Land Use Permits
Details on the types of land use activities that require a land use permit are set out in sections 4 and 5 of the Mackenzie Valley Land Use Regulations (MVLUR). Land use activities within the Mackenzie Valley that may require a land use permit include:
- Use of explosives;
- Use of vehicles;
- Hydraulic prospecting;
- Earth moving and clearing;
- Fuel caches; and,
- Preparation of lines, trails, or rights-of-way
Permits are not needed to use previously cleared land now authorized for grazing or agricultural purposes, or for:
- Harvesting, and the construction and occupation of cabins and camps for the purpose of harvesting;
- Hunting, trapping, or fishing; and,
- Anything done in the course of prospecting, staking, or locating a mineral claim;
The Mackenzie Valley Resource Management Act and the MVLUR set out the following general requirements relating to land use permits:
- All lands within the Mackenzie Valley—Crown lands, municipal lands, private lands—(except for Wood Buffalo National Park) are subject to the MVLUR and to the application process for land use permits administered by the Land and Water Boards.
- Interest holders in lands within the Mackenzie Valley, including holders of mineral claims, leases, rights-of-way, quarry permits, timber permits, and licences, etc. are subject to the MVLUR and may require a land use permit or permits to undertake land use activities in relation to their interest(s).
- Projects are subject to a preliminary screening, unless specifically exempted, to determine if they might have significant adverse environmental impacts or be a source of public concern;
- The LWB may issue either a type A or a type B land use permit, depending on the scope and magnitude of the land use activities being proposed;
- A Land and Water Board (LWB) may apply terms and conditions to any land use permit that it issues.
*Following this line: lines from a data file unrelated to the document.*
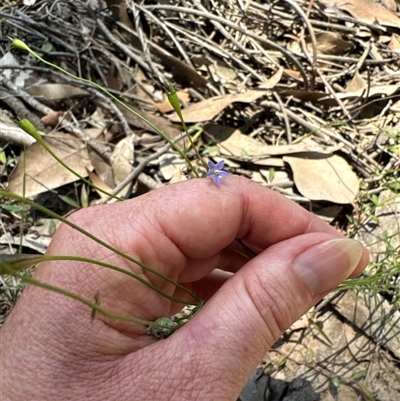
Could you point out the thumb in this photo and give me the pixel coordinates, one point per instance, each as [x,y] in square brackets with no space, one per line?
[230,335]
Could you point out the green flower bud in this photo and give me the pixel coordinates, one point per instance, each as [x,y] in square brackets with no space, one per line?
[19,44]
[174,101]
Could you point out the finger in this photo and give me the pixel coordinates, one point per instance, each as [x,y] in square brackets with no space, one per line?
[195,220]
[230,335]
- After receiving an application, the Board will, within 42 days, make a decision whether to issue a permit, request further information, or refer to environmental assessment or deny if the application is not in conformity with an approved land use plan.
- Land use permits may be issued for up to five years and may be extended once for up to two years for a maximum period of seven years.
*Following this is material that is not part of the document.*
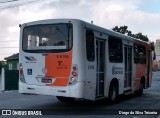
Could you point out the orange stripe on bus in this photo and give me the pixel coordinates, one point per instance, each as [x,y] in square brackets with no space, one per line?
[58,66]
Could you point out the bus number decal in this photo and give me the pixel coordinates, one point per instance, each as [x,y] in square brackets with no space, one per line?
[117,70]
- Land use fees are payable to the Receiver General of Canada on actual lands used to complete the land use operations including existing lines, cleared areas, campsites, access routes, drill sites, etc. Fees for the first two hectares are included in the application fee of $150.00, and for each additional hectare or portion of a hectare the land use fee is $50.00 per hectare. Any adjustment of fees for actual hectares used for an operation will be done once an applicant submits a final plan and its verification is completed.
- An LWB may require security to be posted by the applicant in accordance with the MVLUR.
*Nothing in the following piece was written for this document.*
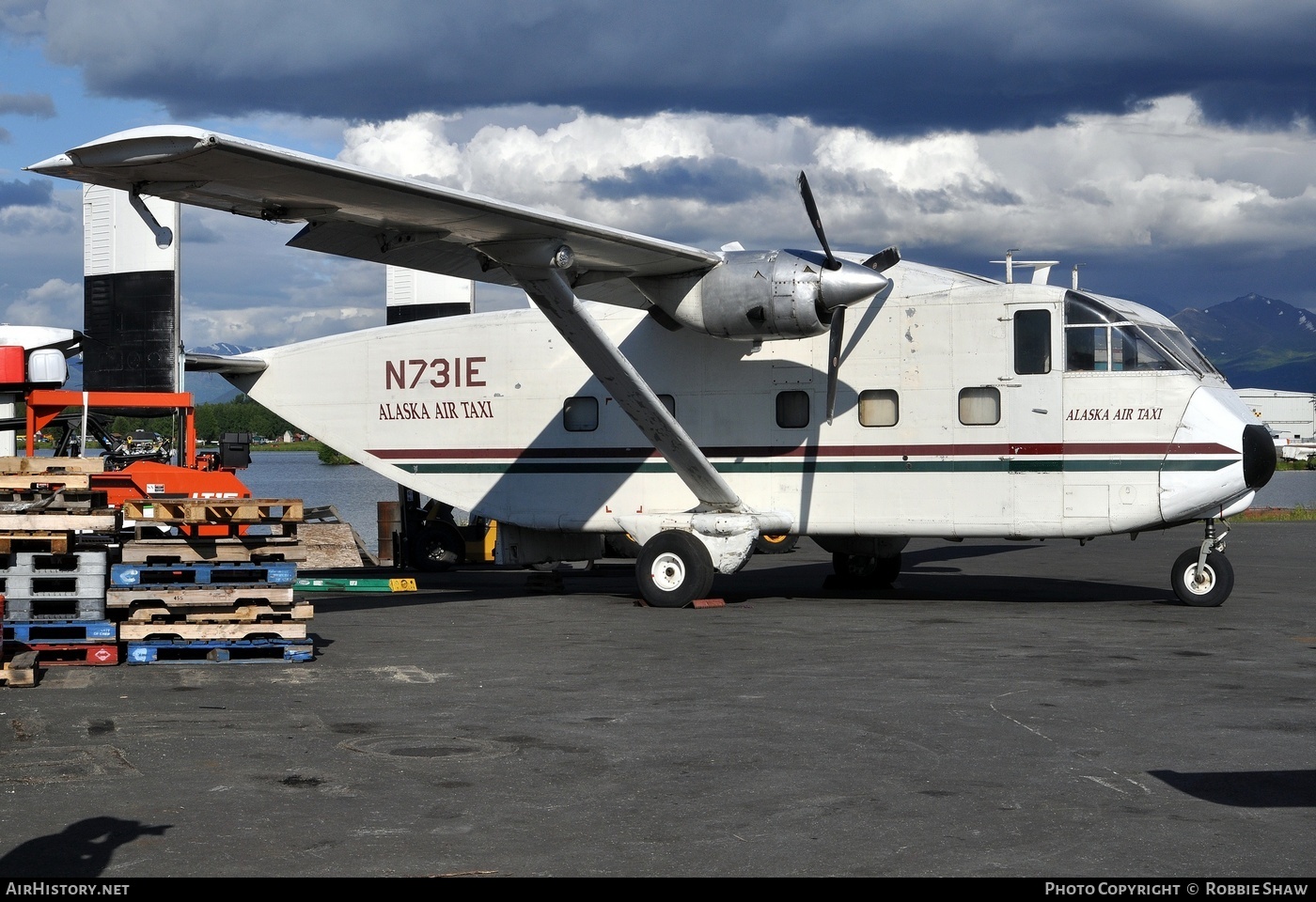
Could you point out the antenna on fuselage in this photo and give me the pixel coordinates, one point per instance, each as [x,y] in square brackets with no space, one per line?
[1042,269]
- An applicant may also require authorizations from other federal, territorial, or Aboriginal government agencies or departments, depending on the type of land use activities being proposed.
- Aboriginal organizations, governments, and communities are key participants in the land use permitting process. Applicants must make efforts to inform and obtain feedback on their proposed land use activities from these Aboriginal organizations, governments, and communities. This must be done before they submit their applications to the LWB and is expected throughout the life of a permit.